Lettera di Giuseppe Giorgi, presidente di Demos che propone Arezzo come città italiana della cultura per il 2022: Argomenti affascinanti, città della cultura, città d’arte. Espressioni un po’ retoriche, soprattutto nel contesto di oggi, fatto di...

Lettera di Giuseppe Giorgi, presidente di Demos che propone Arezzo come città italiana della cultura per il 2022:

Argomenti affascinanti, città della cultura, città d’arte. Espressioni un po’ retoriche, soprattutto nel contesto di oggi, fatto di volgarità e mercimonio della bellezza. Basterebbe la triste Venezia, prostituita al denaro delle crociere. Comunque, accettiamo pure queste espressioni di uso corrente, molto vicine tanto che, in un “pie chart”, sarebbero forse sovrapponibili per un buon 50%.

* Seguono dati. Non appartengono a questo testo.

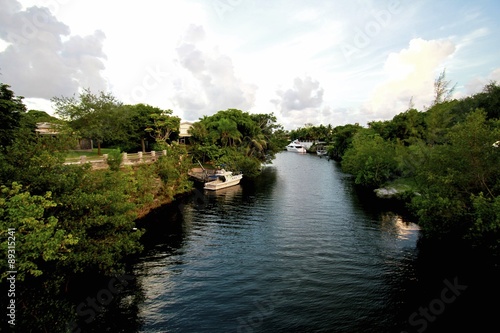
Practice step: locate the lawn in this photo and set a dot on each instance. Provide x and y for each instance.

Città d’arte: condizione necessaria ma non sufficiente è che vi si trovino testimonianze d’arte importanti ma inserite naturalmente nel tessuto urbano, che ne facciano parte integrante. Ci sono, nel mondo, luoghi che ospitano, da sempre, capolavori ma che non si possono chiamare città d’arte perché manca loro, ormai (ecco la sovrapposizione), la cultura necessaria per sentire propria l’eredità ricevuta. Un tempo depositari di civiltà, ora magazzini di musei a cielo aperto, magari anche mete turistiche frequentatissime.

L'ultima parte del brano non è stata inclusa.